Let's compare and contrast the pros and cons of saving in a Sacco versus an MMF to help you in your decision-making:


Pros of Saving in a SACCO


Some people save in a SACCO to borrow against their savings.


1. Lending terms

A person on a contract or in casual employment will not easily access a long-term loan from a bank. In such a case, a Sacco is a suitable savings vehicle. As long as your income allows it and you can get guarantors, you can borrow in your Sacco for the maximum duration they allow in their policy. 


2. Savings Discipline

If you have no savings discipline, the SACCO option suits you well. Most Saccos have savings deducted directly from salaries. If yours does that, it will save you from the temptation of skipping to save.


You can't withdraw your savings from a Sacco unless you are resigning your membership. This is an advantage for people with no savings discipline. 


Cons of Saving in a SACCO

1. Access to Savings

Are you saving for emergencies or investments?


SACCO is not the best place to save if you intend to use the money soon or invest it for emergencies. You can't withdraw savings from a SACCO account. They will force you to resign your membership and incur penalties.


2. Expensive to Borrow

Most people assume it is cheap to borrow from SACCOs, which lend at 12% per annum. In reality, it is not. 


A Sacco lends you a certain percentage of your savings. Most saccos provide three times the amount saved. Compared to a bank, this means they are lending you a portion of your savings with interest. Considering the difference in interest rates between banks and SACCOs is only 1–3%, the argument to save in order to borrow cheaply doesn't hold.


3. Penalties for withdrawing

Once you join a SACCO, they will penalize you for leaving. 


There is a certain amount you can never withdraw (share capital). Find someone to sell your share capital to or accept your loss. 

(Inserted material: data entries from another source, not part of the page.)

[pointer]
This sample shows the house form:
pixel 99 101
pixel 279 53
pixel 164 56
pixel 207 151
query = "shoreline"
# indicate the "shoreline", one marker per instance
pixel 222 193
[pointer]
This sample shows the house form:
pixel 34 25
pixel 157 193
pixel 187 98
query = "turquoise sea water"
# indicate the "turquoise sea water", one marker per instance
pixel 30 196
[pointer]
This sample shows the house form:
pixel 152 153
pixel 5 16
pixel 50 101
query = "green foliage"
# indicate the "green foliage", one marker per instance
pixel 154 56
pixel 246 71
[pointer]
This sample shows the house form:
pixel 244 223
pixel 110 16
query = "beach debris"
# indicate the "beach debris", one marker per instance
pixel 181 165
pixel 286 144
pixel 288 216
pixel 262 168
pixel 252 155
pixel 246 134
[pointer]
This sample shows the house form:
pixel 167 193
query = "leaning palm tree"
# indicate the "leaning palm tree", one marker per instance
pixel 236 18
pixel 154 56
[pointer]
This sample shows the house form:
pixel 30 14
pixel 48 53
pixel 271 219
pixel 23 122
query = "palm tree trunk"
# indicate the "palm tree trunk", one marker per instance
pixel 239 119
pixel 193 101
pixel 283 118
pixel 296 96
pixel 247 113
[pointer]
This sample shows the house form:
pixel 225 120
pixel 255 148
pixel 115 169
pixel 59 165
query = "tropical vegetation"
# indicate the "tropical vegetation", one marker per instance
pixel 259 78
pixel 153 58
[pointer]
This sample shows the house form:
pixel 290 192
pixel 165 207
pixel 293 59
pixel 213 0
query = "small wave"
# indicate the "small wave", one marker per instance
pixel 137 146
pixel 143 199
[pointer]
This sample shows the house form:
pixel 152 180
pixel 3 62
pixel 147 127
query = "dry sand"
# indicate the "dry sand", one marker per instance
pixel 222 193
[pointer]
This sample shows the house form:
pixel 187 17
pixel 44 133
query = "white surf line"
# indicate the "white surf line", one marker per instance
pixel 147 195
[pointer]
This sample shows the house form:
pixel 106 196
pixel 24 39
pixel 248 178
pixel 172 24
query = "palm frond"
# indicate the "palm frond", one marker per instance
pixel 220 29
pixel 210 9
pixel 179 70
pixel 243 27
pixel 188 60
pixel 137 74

Pros of Money Market Funds

MMFs are currently one of the most popular investment vehicles in Kenya. Find some pros below:


1. Liquid

MMFs are highly liquid.

You can withdraw as soon as you want, without conditions. This factor makes them a suitable vehicle to save for emergencies and short-term needs.


2. High Returns

MMFs pay higher returns than bank deposits. You can read more about MMFs here. At the time of writing, MMFs earn an average of 8.6% and fixed deposits of 6.2%. 


3. Digital

Most MMFs are accessible on mobile phones. You can open an account and transact online without leaving your house.


4. Flexible savings

Even though most MMFs have minimum deposits you can make, you can easily adjust the amounts (upward or downward) with no hustle. 


Cons of MMFs

1. Savings Discipline


MMFs are not suitable for use without a savings discipline. You can address this challenge by setting up a regular standing order with your bank.


 2. Low Returns 

As much as money markets give better returns than fixed deposit accounts, the returns are still low at an average 8.6%. There are more lucrative places to invest. 


Money market funds have more advantages than SACCOs for people who do not need to borrow against their savings and have a disciplined savings habit.